Overall, Braunberg said, there isn't one vendor that hits all five segments with a best-of-breed solution. But for the most part, the technology is mature enough to get adequate coverage in each of the designated areas. Right now, he said, Juniper's second phase of its Unified Access Control product has the broadest approach.
Still, for an enterprise to get its initial NAC deployments in gear, Braunberg added, it's not necessary for all five NAC segments to be hit.
"I don't think you need to go out and address all of these areas to get value out of NAC today," he said.
Gartner's Pescatore said there are three broad types of NAC technologies, all of which hit different levels of monitoring. First, there are infrastructure upgrades from the likes of Cisco and Microsoft. Those are the most complete NAC solutions, he said, but many companies won't come out of the NAC gate with such a pervasive deployment because of the hefty price tag and complete infrastructure upgrade that's necessary.

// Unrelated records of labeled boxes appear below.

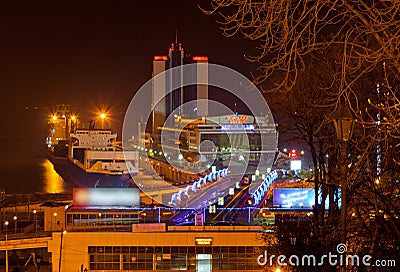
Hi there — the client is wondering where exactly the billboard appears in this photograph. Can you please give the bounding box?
[72,188,140,206]
[273,188,315,209]
[273,188,341,209]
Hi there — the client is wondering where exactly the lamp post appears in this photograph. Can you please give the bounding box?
[4,221,8,272]
[33,210,37,238]
[13,215,18,234]
[51,213,57,230]
[332,104,354,244]
[100,112,107,129]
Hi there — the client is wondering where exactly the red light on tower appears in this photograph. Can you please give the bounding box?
[289,149,299,159]
[193,56,208,61]
[154,56,168,61]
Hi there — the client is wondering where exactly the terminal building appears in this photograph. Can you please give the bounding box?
[45,188,264,271]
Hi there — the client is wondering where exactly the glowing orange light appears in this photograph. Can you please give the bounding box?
[193,56,208,61]
[154,56,168,61]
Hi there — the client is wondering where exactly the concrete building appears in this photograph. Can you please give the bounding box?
[45,189,264,271]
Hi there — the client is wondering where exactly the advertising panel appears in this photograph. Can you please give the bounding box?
[72,188,140,206]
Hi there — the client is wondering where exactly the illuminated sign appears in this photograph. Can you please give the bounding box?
[154,56,168,61]
[290,160,301,170]
[72,188,140,206]
[225,115,249,125]
[273,188,341,209]
[195,237,212,246]
[273,188,315,208]
[193,56,208,61]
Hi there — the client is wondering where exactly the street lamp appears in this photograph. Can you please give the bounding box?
[4,221,8,272]
[100,112,106,129]
[51,213,57,229]
[33,210,37,238]
[13,215,18,233]
[332,104,355,244]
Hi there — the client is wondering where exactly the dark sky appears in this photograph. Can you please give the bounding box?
[0,0,254,115]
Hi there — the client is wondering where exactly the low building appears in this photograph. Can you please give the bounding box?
[45,188,264,271]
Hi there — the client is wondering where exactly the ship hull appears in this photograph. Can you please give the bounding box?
[48,152,136,188]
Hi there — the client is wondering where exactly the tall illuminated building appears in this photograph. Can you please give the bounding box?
[152,40,208,132]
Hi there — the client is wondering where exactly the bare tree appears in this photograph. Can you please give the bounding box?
[203,0,400,95]
[202,0,400,268]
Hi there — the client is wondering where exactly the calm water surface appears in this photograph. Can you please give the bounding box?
[0,108,72,194]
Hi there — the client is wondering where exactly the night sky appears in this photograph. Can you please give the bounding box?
[0,0,255,115]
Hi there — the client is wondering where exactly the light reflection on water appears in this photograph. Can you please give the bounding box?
[41,159,71,193]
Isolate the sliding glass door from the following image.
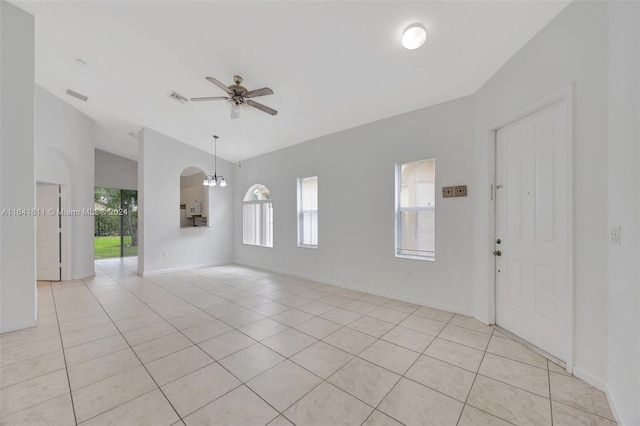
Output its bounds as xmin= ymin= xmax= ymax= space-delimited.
xmin=94 ymin=188 xmax=138 ymax=259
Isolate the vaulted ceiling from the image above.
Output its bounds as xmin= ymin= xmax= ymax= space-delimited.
xmin=12 ymin=0 xmax=568 ymax=161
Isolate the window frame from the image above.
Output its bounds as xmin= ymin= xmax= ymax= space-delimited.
xmin=394 ymin=158 xmax=436 ymax=262
xmin=242 ymin=184 xmax=273 ymax=248
xmin=297 ymin=175 xmax=320 ymax=249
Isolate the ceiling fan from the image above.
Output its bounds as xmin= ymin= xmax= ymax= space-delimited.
xmin=191 ymin=75 xmax=278 ymax=118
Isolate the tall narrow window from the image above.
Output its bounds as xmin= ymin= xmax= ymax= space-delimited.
xmin=396 ymin=159 xmax=436 ymax=260
xmin=242 ymin=184 xmax=273 ymax=247
xmin=298 ymin=176 xmax=318 ymax=248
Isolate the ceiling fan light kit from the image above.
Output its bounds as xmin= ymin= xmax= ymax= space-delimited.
xmin=402 ymin=23 xmax=427 ymax=50
xmin=191 ymin=75 xmax=278 ymax=119
xmin=202 ymin=135 xmax=227 ymax=188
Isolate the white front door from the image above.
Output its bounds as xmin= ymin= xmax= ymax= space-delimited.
xmin=36 ymin=183 xmax=60 ymax=281
xmin=495 ymin=100 xmax=571 ymax=361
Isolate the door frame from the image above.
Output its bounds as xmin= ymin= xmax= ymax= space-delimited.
xmin=487 ymin=83 xmax=575 ymax=373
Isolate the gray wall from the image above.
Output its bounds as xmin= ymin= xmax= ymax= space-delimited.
xmin=234 ymin=97 xmax=478 ymax=313
xmin=473 ymin=2 xmax=640 ymax=424
xmin=0 ymin=1 xmax=37 ymax=332
xmin=35 ymin=85 xmax=95 ymax=280
xmin=95 ymin=149 xmax=138 ymax=190
xmin=138 ymin=129 xmax=234 ymax=275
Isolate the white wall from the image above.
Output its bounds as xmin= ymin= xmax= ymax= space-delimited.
xmin=0 ymin=1 xmax=37 ymax=332
xmin=234 ymin=98 xmax=479 ymax=313
xmin=35 ymin=85 xmax=95 ymax=280
xmin=607 ymin=2 xmax=640 ymax=425
xmin=95 ymin=149 xmax=138 ymax=190
xmin=474 ymin=2 xmax=608 ymax=387
xmin=138 ymin=129 xmax=235 ymax=275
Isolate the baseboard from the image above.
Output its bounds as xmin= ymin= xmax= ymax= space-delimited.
xmin=138 ymin=261 xmax=233 ymax=277
xmin=0 ymin=320 xmax=38 ymax=334
xmin=605 ymin=385 xmax=632 ymax=426
xmin=236 ymin=262 xmax=473 ymax=317
xmin=573 ymin=365 xmax=607 ymax=392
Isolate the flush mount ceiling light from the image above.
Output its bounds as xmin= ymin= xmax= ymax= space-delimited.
xmin=202 ymin=135 xmax=227 ymax=188
xmin=402 ymin=24 xmax=427 ymax=50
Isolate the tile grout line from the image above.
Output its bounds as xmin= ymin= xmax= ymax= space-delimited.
xmin=74 ymin=266 xmax=186 ymax=421
xmin=49 ymin=282 xmax=78 ymax=425
xmin=370 ymin=308 xmax=464 ymax=423
xmin=91 ymin=260 xmax=596 ymax=421
xmin=547 ymin=359 xmax=554 ymax=426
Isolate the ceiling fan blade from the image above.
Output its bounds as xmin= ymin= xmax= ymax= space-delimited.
xmin=247 ymin=99 xmax=278 ymax=115
xmin=244 ymin=87 xmax=273 ymax=98
xmin=191 ymin=96 xmax=230 ymax=102
xmin=206 ymin=77 xmax=233 ymax=95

"The vast majority of enterprises are not ready for that," he said. "We tell clients, 'Look, if you have upgraded your Cisco network, it's something you should look at.'"
NAC is also available in the form of software agents, such as antivirus, personal firewalls and configuration management tools, Pescatore said. Several small vendors also make NAC boxes. Those boxes won't hit every existing NAC pain point, but they do open the door for a more expansive deployment down the road.
"Sit down and figure out what's your real motivation for network access control," Pescatore suggested.
Some companies want to determine whether a device is dangerous, or not vulnerable, before it's allowed onto the network. Others have to allow non-employees and non-employee PCs onto the network.
"If that's your whole motivation," Pescatore said, "you don't really need to go through the expense of everything involved in a full upgrade."
Other companies are motivated by a combination of security concerns. For example, a company may want to allow non-employee PCs onto the network but may also be looking for tools that can monitor the network for potential security threats.
"You can start small, do guest networking and then move on," Pescatore said. "If the network group is next year upgrading the routers and switches, it's OK to look at [Cisco NAC and Microsoft NAP]."
Some companies still question the maturity of NAC technologies in the booming and hype-filled market, but Pescatore pointed out that several companies are now using various flavors of NAC without any major hang-ups. As for full NAC frameworks, he recommends taking baby steps.
"Lots of companies are using it for guest access, and it works great," he said. "The real issue is that the big bang approach rarely works unless you're experiencing a big bang."
Still, no matter where the starting point is, Pescatore added, any level of NAC deployment "is not a throw-away investment."